Summary:
Affirmative action reduces inequalities in healthcare utilisation for Aboriginal and Torres Strait Islander peoples living with cardiovascular disease (CVD). Using evidence from Australia’s Indigenous Practice Incentives Program, Karinna Saxby from Monash University and colleagues found that reduced co-payments combined with financial incentives improved utilisation of scripts and primary healthcare services among Indigenous peoples.
Authors: Karinna Saxby1, Sonja C. de New1,2,3, Son Nghiem4, Joshua Byrnes4, Dennis Petrie1
- Centre for Health Economics, Monash Business School, Monash University, Australia
- Institute for the Study of Labor (IZA Bonn)
- RWI Research Network, Essen, Germany
- Centre for Applied Health Economics, Griffith University, Australia
*We acknowledge the distinct social and cultural identities of different Aboriginal and Torres Strait Islander peoples and their ongoing connection to land, culture and community.
In an attempt to address Indigenous health and healthcare use disparities pertaining to chronic disease, in May 2010, the Australian government introduced the Indigenous Practice Incentives Program (IPIP). The IPIP was targeted to Aboriginal and Torres Strait Islander peoples (hereafter Indigenous peoples)* living with, or at risk of developing, chronic disease, and introduced financial incentives for doctors to better manage chronic disease combined with reduced medicine co-payments.
This research focused on Indigenous peoples living with CVD, which is the largest contributor to disparities in morbidity and life expectancy, and evaluated whether the reform was, by its own definition, a success. Using longitudinal administrative data from over 70,000 individuals that were first hospitalised with cardiovascular disease, the researchers examined how the reform affected Indigenous disparities in healthcare utilisation. They also explored whether earlier vs delayed access to the IPIP relative to each individual’s first hospitalisation affected subsequent hospitalisations and survival.
The researchers found the reform significantly increased the use of primary healthcare among Indigenous peoples, including a 12.9 percent increase in prescription medicines, 6.8 percent more doctor visits, and 53.8 percent more chronic disease healthcare services. The reform also saw a 16.8 percent reduction in the utilisation of specialist services among Indigenous peoples, altogether suggesting that the increase in routine and preventative forms of healthcare may have led to substitution away from, or ‘offset’ the need for, specialist services.
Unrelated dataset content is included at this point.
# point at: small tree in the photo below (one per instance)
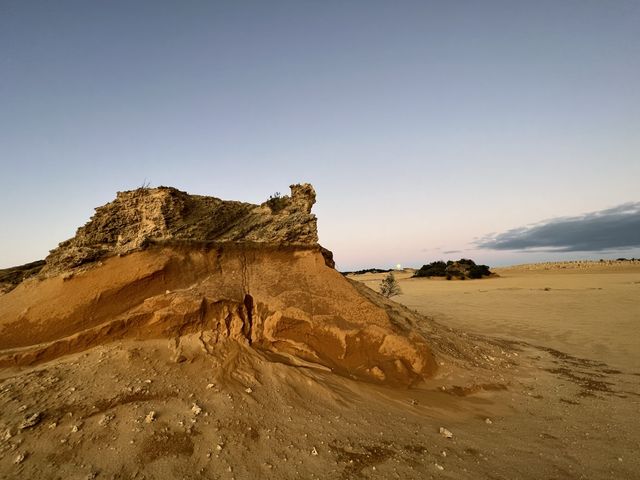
(389, 286)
The increase in primary care was larger for Indigenous peoples who received the largest co-payment relief and lived in regions with better access to the initiative, whereas the reduction in specialist attendances was concentrated among lower income Indigenous patients. Indigenous patients’ overall change in health expenditure was therefore important for maintaining regular contact with GPs and linkage to follow-up chronic disease care, whereas capacity to pay for specialist services potentially drove the observed substitution effects.
The study also found that Indigenous peoples with earlier access to the IPIP relative to their admission initially used more scripts and GP services than those with later access, indicating that hospitalisation served as a trigger for engagement with mainstream healthcare system and initial registration with the IPIP. However, earlier access to this ‘better management’ in the primary care setting had no significant impacts on subsequent hospitalisations nor overall survival. Further research is required to understand the downstream effects of the IPIP on acute care service utilisation and health outcomes. Future iterations and similar policies should consider how reform benefits can be realised equitably across targeted and priority populations.